Shéhérazade voit s’approcher la côte américaine depuis les ailes d’un ange qu’elle nomme son nouveau prophète Josué. Ce Jet Phasme – du latin phasma : fantôme, nom d’insectes filiformes imitant la forme d’une brindille –, merveille de la technologie, peut se poser sur la pelouse de la Maison Blanche comme il vient de le prouver sur les places Maïdan et du Colonel Fabien. Cette conversation par-dessus l’océan n’a pour Josué pas plus de réalité que l’Atlantide. A ses yeux je suis une créature fictive et je le lui laisse croire. Ainsi badine-t-il comme avec un être imaginaire. Il faut voir les choses au-dessus de la mêlée, me dit-il, tout en larguant ses bombes selon le dessein du Dieu des Armées.

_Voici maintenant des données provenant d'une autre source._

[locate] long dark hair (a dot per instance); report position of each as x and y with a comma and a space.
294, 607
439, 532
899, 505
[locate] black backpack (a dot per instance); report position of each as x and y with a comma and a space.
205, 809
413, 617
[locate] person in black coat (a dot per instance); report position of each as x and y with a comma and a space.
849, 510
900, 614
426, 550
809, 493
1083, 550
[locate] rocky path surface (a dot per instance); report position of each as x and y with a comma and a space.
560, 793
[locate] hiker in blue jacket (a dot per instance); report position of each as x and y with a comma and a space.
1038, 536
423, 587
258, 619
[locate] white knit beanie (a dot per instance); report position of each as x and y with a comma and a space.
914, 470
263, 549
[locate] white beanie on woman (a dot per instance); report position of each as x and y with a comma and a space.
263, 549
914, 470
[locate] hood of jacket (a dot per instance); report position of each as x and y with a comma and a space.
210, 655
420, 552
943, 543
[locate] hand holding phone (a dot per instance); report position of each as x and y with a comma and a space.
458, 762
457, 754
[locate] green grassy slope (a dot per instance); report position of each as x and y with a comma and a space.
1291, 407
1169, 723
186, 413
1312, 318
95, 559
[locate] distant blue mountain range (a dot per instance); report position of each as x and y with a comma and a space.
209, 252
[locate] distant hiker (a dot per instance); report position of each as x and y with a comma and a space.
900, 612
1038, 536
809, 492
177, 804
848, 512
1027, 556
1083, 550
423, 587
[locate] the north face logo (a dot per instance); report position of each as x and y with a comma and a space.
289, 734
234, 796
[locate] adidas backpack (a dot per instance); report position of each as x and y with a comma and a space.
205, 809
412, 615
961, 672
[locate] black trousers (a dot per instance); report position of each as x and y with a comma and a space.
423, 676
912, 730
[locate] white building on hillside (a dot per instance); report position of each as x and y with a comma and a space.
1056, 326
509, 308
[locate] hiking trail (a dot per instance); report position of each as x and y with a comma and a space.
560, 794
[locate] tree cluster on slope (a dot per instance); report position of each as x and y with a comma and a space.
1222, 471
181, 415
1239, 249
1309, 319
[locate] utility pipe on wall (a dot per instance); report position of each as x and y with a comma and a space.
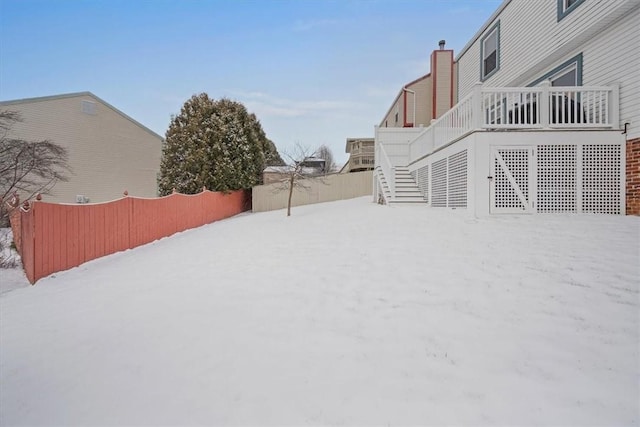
413, 123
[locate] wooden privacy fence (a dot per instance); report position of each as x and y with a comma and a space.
54, 237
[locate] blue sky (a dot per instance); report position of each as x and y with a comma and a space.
313, 71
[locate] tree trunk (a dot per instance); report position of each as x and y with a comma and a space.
291, 182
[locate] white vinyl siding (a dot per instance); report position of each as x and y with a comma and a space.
565, 7
108, 153
532, 40
606, 33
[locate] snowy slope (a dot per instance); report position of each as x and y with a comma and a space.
346, 313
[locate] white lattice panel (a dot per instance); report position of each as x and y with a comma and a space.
457, 180
601, 178
511, 179
439, 184
423, 181
556, 178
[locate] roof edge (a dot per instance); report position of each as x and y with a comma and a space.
76, 95
482, 29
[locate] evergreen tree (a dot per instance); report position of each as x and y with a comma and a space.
216, 144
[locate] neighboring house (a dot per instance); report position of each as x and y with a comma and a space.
311, 166
426, 98
361, 156
547, 99
109, 152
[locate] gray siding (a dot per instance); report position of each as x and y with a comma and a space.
108, 152
533, 41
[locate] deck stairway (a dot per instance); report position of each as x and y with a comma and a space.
406, 189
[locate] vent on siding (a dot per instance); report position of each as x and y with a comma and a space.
458, 180
601, 183
423, 181
439, 184
88, 107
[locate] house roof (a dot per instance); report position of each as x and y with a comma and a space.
278, 169
347, 148
77, 95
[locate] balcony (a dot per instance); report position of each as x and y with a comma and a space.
361, 158
494, 109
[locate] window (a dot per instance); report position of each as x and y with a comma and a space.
565, 7
88, 107
490, 52
567, 77
569, 73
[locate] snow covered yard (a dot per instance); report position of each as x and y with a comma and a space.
346, 313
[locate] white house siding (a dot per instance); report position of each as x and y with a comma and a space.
614, 57
443, 71
108, 152
532, 40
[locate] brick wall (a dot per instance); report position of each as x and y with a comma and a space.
633, 177
15, 220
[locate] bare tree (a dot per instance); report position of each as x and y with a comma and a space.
300, 172
325, 153
27, 168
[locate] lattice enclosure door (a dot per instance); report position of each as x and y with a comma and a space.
511, 183
601, 178
439, 184
556, 172
423, 181
457, 180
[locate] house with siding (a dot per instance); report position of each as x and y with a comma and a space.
546, 119
427, 97
109, 152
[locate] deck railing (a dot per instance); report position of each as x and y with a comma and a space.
513, 108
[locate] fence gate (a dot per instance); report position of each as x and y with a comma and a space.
512, 180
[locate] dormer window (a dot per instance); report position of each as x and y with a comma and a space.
490, 52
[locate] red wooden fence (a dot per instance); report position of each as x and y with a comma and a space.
54, 237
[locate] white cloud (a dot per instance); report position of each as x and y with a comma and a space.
264, 105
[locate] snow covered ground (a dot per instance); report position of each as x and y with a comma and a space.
346, 313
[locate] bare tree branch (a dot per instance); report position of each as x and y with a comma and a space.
298, 172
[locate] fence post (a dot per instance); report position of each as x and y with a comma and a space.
477, 121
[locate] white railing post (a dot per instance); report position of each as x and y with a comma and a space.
477, 115
544, 104
614, 106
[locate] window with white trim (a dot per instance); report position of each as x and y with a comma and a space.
566, 77
490, 52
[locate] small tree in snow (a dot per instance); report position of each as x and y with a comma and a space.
325, 153
27, 168
214, 144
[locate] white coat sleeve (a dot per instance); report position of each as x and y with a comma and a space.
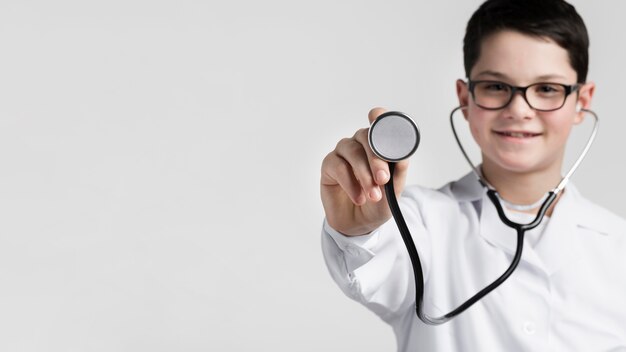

Non sans être capable de poser son jet au milieu d’une bataille sécurisée par l’OTAN. C’est ce qui s’appelle être un écrivain. Ce week-end je suis à Kiev, à Washington et à Paris pour un colloque. De la guerre en littérature. Lisez la page dans le supplément du Monde. Je lui fais remarquer que l’article commence par ce vieux mensonge attribuant à Platon l’exclusion de l’aède de la cité idéale. Pour combattre la canaille, répond-il, notre armée a besoin de crapules, de fripouilles et de scélérats. N’en suis-je pas un bel exemple ? Au-delà de la mer est un pays merveilleux que rejoignent les âmes des morts. Ainsi rêvaient les Indiens qui peuplaient cette rive américaine en se tournant vers l’Atlantide. Leur croyance au mana, terme attesté sur tous les continents, faisait appeler Mana Hata ce qui serait Manhattan. Le futur Big Apple aurait pour prix d’achat 24 dollars. N’était-ce pas trop payer une Terre promise par Yahvé ? Dans toute la conquête coloniale, sourit-il, il est certain que les Indiens furent comme Nègres et Slaves une descendance de Cham. Ce qui compte, c’est l’union de Sem et Japhet… Avec mon Jet Phasme, chantonne-t-il, je suis le Set Japhme, je suis Sem Japhet ! Heureux de sa trouvaille, il enchaîne sur une réflexion sérieuse. Comment réduire la sensation de fracture entre gagnants et perdants, si le logiciel biblique divise winners et losers, élus et damnés ? L’intégration de Kapitotal sème une désintégration sociale et l’intégrisme de la tour Panoptic entraîne un désir d’intégrité. Seule solution comme en 1914 : l’UNION SACREE ! J’applaudis bien fort et je l’enlace amoureusement. UNION SACREE, m’exclamé-je, UNE RION SACE, UNE RACE SION !...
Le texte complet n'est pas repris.